Nothing has been done to eliminate and minimize the cause of the behavior in the first place nor has it been taught a more appropriate behavior. So you end up with one inappropriate obnoxious behavior simply being replaced by a more obnoxious behavior.

Unless a comprehensive program to teach the dog to deal with fustration, impulse control, and change its attitude about the presence of other dogs you are doomed to failure. All these require you to be pro-active and reward appropriate behavior as well. I strongly suggest reading the refference included in my first post. especial the books which provide much more detail and substance that is posible here. Quite simply so far your focus is in how to stop the behavior. Quite simply that does not work. What you need to focus on is the behavior that you actual want. Such as sit quitely and remain lying down when Jake walks into the living room.

I just grab Gracie to stop her from biting Jake. Then, I check Jake to see if he is okay, and tell Gracie to go lay down. I completely ignore her for some time.
If the intent of Gracie was to cause injury to Jake then that is exactly what would be happening. It is niave to believe your intervention is preventing injury. The second part of this can be more sinsister. In any dog v dog conflict it takes two to tango. As much as you want to believe that Jake is an inocent bystander that is not the case. He has the abbility to avoid the conflict as well. At the first threat level by gracie he could back away but does not. The problem is when you try and interpret who is the cause of a conflict it is first likely wrong and second likely to make matters worse. Trying to only presecute the "instigator" lead to unintended consequences that increases the conflict not reduce it What happen is the other dogs learns how to goat the other in to actions that it get punished for while it gets to enjoy extra attention. In any dog v dog conflict both dogs need to be treated as equal conspiritors. Also keep in mind seperating the dog is most often a reward as that is what the conflict was about in the first place increase distance between them.
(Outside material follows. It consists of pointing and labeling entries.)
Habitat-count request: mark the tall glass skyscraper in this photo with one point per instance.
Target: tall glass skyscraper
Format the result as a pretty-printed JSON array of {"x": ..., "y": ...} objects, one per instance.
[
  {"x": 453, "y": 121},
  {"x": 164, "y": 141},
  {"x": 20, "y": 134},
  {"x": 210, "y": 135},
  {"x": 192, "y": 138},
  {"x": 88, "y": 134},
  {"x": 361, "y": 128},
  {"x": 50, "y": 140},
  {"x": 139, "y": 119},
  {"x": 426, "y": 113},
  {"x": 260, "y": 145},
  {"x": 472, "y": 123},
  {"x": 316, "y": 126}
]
So it is far better for a punishment like both dogs in a down in close proximity to each other than seperating each for individual time outs.


But I feel that will her past she may have been abused
In fact it is not very likely she was abused in the traditional sense. Most behavioral issue are traced to two cause 1 is genetic which you can do very little about and the other early socialization and hibituation. which again at this late date you have little control. You can work with her to over come these problems but it is likely some remnant remains not matter how thorough a behavior mod program you employ will still linger and require constent and consitent monitoring and intervention


an additional resource for you The Aggressive Behaviors in Dogs yahoo group
The Agbeh group an educational forum offering discussions of how to modify the behavior of dogs that exhibit aggressive behaviors toward dogs and/or toward people. Aggressive behaviors oftentimes arise from dogs' fears or anxieties. Harsh training and physical punishments are not advised for they may make the problems worse.

The good news for all is that dogs' behaviors may be modified. We teach people how to reduce tensions so as not to exacerbate the problems. Trainers and dog-behavior consultants give suggestions for safe home management and for using positive-reinforcement clicker teaching methods, including targeting, for teaching new skills. Detailed information is also provided about desensitizing and counter conditioning (D/CC) a dog to various stimuli to change the dog's emotional responses. Only "dog-friendly" recommendations are permitted. No physical punishment-based methods are advocated. No choke chain corrections, no prong collars, no electronic shock collars!